Boy's Life
- Author: Robert R. McCammon
- Language: English
- Genre: Mystery
- Publisher: Pocket Books
- Publication date: 1991
- Publication place: United States
- Media type: Print (Hardback & Paperback)
- Pages: 440 (Original Hardcover)
- ISBN: 978-0-671-74226-3
- OCLC: 23771248
- Dewey Decimal: 813/.54 20
- LC Class: PS3563.C3345 B6 1991

= Boy's Life (novel) =

Book by Robert R. McCammon

Boy's Life is a 1991 novel by New York Times bestselling author Robert R. McCammon. It received the World Fantasy Award for Best Novel in 1992.

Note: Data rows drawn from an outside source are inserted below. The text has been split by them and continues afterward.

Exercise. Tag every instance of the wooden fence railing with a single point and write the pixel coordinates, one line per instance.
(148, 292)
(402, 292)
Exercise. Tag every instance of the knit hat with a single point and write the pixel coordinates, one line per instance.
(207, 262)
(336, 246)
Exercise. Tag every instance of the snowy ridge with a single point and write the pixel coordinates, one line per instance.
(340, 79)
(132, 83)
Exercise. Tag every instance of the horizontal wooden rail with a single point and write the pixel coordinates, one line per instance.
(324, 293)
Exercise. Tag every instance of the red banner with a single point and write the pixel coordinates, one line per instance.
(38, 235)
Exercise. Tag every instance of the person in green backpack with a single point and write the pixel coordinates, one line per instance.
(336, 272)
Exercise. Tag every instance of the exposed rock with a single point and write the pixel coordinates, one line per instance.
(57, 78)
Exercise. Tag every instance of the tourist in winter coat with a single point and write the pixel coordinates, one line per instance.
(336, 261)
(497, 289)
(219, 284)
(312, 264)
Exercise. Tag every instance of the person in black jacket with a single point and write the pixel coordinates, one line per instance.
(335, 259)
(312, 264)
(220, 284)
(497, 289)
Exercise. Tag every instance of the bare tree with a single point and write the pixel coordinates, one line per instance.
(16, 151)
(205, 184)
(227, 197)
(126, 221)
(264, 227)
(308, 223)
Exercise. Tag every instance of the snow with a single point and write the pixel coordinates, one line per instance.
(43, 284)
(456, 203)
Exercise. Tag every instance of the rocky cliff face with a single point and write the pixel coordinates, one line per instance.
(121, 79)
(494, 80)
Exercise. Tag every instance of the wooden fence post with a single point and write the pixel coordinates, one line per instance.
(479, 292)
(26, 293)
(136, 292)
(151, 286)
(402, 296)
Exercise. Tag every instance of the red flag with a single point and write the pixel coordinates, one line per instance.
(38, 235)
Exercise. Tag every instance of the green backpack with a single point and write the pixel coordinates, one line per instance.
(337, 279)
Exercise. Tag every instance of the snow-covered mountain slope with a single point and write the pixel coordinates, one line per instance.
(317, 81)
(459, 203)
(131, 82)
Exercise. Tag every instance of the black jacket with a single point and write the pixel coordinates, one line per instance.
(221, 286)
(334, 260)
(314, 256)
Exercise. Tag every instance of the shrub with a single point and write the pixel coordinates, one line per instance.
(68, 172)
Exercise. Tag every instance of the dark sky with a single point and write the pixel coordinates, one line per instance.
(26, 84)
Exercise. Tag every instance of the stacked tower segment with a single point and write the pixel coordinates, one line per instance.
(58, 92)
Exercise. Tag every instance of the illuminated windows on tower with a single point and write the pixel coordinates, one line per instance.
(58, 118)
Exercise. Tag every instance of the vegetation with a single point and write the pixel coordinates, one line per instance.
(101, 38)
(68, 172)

The story is set in the early 1960s and makes observations about changes in America at that time, with particular emphasis on the Civil Rights Movement. Several of the characters are connected to the Ku Klux Klan, and the segregation of the black community is dealt with in some detail.

==Synopsis==
The book deals with 12-year-old Cory Mackenson, who grows up in the town of Zephyr, Alabama. The story begins as Cory's father, Tom, takes Cory on his daily milk route one morning, and while driving by Saxon's Lake (an old quarry filled with water) they see a car with a man behind the wheel drive straight into the lake. Tom jumps in and tries to save the man as the car sinks to the bottom, only to discover that he is already dead, having been beaten viciously and handcuffed to the steering wheel; his only identification is a tattoo of a skull with wings sprouting from the head. Tom cannot free the body and the car plummets three hundred feet down to the bottom of the lake. The memory of the car disappearing into the depths and the realization that there is evil in the small town of Zephyr is disturbing to Cory's father, who is haunted by this event in his dreams.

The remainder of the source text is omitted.